Paradigm shift
Technology changes the way everyone does business, and if a business owner is not trying to stay ahead of the technology curve, she will be buried by it. In the latter part of the last century, the telegraph industry experienced a “paradigm shift”—a discontinuity in the business-as-usual environment. The facsimile machine changed the telegraph industry, which had stood strong for more than 150 years. The Internet and e-mail helped pound the final nail in the coffin, and Western Union has since closed its telegraph service around the world.
Many devices that seem commonplace were not used as recently as 1980. Some examples are laser printers, automatic tellers, and cell phones. There were no DVDs, CDs, and almost no videocassette recorders, no video rental stores, and no one owned a personal computer. Commercial Internet would come years later so e-commerce was nonexistent.
The old paradigm involved a system of mass production and mass marketing. Today it is being replaced by a one-to-one economic system, which is characterized by customized production; individualized accommodation of customer needs and wants, and one-on-one personalized marketing. This shift is changing the rules of business, and unless business owners on Saipan understand the change, they will be left in the old paradigm world, wondering what happened to their business.
Competition is more for a share of the customer versus a share of the market. Businesses must compete for the loyalty of each customer one at a time if they want to remain in business for a long time. Jim Sterne, author of Customer Service on the Internet, states: “The customer and the business together are now redefining what it means to participate in a commercial relationship. It is becoming a collaborative, interactive world. The new dynamic of competition is based on doing battle for one customer at a time.”
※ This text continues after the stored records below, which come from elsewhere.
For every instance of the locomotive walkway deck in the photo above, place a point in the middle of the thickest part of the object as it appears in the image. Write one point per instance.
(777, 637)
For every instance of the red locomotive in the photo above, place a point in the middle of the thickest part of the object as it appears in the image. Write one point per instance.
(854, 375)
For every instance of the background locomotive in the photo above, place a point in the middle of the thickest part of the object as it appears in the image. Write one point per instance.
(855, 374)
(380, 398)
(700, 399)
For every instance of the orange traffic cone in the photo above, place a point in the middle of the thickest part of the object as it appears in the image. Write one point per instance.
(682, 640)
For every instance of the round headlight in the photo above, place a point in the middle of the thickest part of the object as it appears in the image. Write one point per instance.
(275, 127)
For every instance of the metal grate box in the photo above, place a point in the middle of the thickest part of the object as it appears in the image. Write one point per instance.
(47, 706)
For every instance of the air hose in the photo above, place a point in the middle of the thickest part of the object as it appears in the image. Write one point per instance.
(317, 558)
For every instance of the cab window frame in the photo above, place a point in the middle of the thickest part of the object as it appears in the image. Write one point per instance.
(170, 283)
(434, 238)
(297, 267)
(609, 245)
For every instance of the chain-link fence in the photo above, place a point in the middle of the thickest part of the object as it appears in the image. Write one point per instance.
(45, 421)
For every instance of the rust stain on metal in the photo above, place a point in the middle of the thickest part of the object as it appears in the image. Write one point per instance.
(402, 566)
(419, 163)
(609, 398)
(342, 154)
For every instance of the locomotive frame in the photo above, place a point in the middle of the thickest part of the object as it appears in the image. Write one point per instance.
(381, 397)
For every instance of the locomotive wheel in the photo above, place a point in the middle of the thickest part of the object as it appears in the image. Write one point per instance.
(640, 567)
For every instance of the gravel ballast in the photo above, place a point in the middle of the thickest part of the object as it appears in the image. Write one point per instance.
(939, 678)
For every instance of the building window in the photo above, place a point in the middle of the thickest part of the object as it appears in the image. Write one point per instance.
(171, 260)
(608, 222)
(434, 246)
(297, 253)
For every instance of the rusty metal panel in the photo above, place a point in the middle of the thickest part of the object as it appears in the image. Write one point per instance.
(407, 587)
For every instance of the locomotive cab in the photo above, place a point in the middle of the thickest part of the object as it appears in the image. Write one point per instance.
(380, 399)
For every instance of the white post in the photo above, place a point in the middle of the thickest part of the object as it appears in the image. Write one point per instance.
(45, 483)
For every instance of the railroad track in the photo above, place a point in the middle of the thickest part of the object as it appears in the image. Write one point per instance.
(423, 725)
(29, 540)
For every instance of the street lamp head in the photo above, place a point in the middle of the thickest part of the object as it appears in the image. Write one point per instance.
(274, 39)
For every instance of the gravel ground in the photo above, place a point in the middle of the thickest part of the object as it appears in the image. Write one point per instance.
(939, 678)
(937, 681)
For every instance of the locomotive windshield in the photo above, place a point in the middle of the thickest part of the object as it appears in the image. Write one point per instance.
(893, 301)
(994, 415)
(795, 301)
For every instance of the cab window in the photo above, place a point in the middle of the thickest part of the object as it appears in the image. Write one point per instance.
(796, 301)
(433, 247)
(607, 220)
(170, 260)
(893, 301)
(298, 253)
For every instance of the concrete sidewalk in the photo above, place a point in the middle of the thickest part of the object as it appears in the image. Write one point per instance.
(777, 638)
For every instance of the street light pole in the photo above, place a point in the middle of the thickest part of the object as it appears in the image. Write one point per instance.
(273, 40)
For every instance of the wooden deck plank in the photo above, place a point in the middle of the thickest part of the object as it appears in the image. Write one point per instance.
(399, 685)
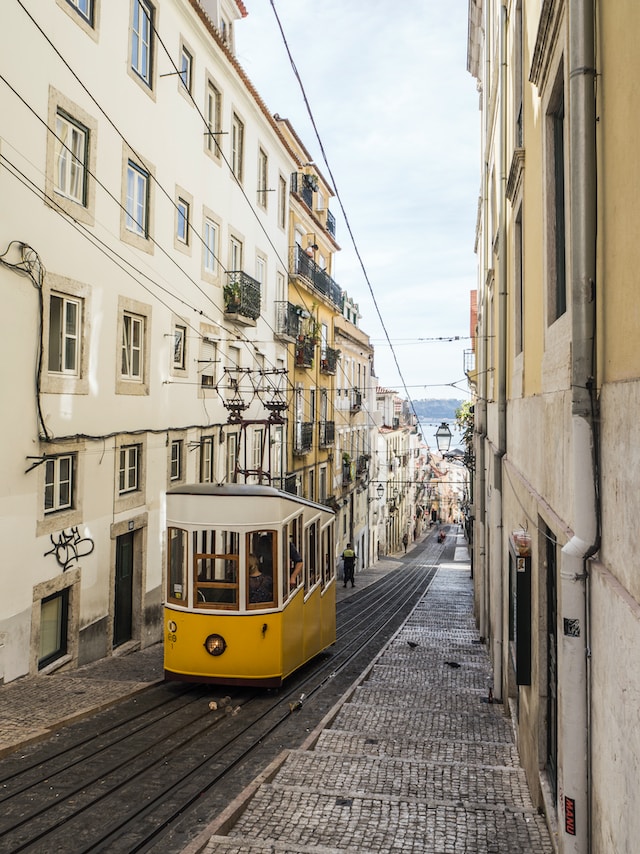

To cope with this shift, a business should realize that its most indispensable asset is the customer it serves, and the relationship it enjoys with each customer. Technology can assist to develop and maintain that relationship in several ways. Broader bandwidth will allow full Internet integration by allowing customers to talk to a service rep while still connected to the Internet. Instead of static web pages, a customer can view videos on new products.
Some experts predict human-centric computers that will allow customers to communicate and interact naturally with machines. Media systems now allow business owners to go beyond simple merging of names and addresses to include specific information based on past buying information and personal preferences.
All of these technological advances allow you as a business owner to do one thing very well—serve the needs of the customer better. The current buzz phrase for this process is called customer relationship management (CRM). According to the Harvard Business Review: “CRM aligns business processes with customer strategies to build customer loyalty and increase profits over time.”
What’s interesting about that definition is that the word “software” and “technology” are completely missing. However, with the assistance of CRM technology you can more easily move toward one-to-one marketing that builds stronger relationships and better satisfies the needs of the customer.
Customers have come to expect good quality at reasonable prices; however, they don’t always expect great service. We can tell you that this type of service on Saipan is more difficult to spot than the brown tree snake. People have come to expect marginal service because that is what they usually get.
The technology paradigm shift will allow you to improve your operations, while the relationship paradigm shift is needed to improve your staff’s attitude toward the customer. Just understanding the long-term value of a customer can help people make a mental shift. Mark Grainer of the Technical Assistance Research Programs Institute estimates that a loyal supermarket customer is worth $3,800 per year. Over a buying lifetime, each customer is worth more than $150,000 in gross sales.
Looking at each customer in such a long-term fashion makes one think twice about doing something that would offend a customer and keep them from making a $5 purchase, because that $5 can translate into thousands of lost dollars in sales. And that does not even include all the people that the disgruntled person told and who never visited your business.
Whether you use the latest technology or just keep mental notes of the customer’s buying preferences, you must make the paradigm shift that will allow you to better serve the customer and eventually improve long-term sales.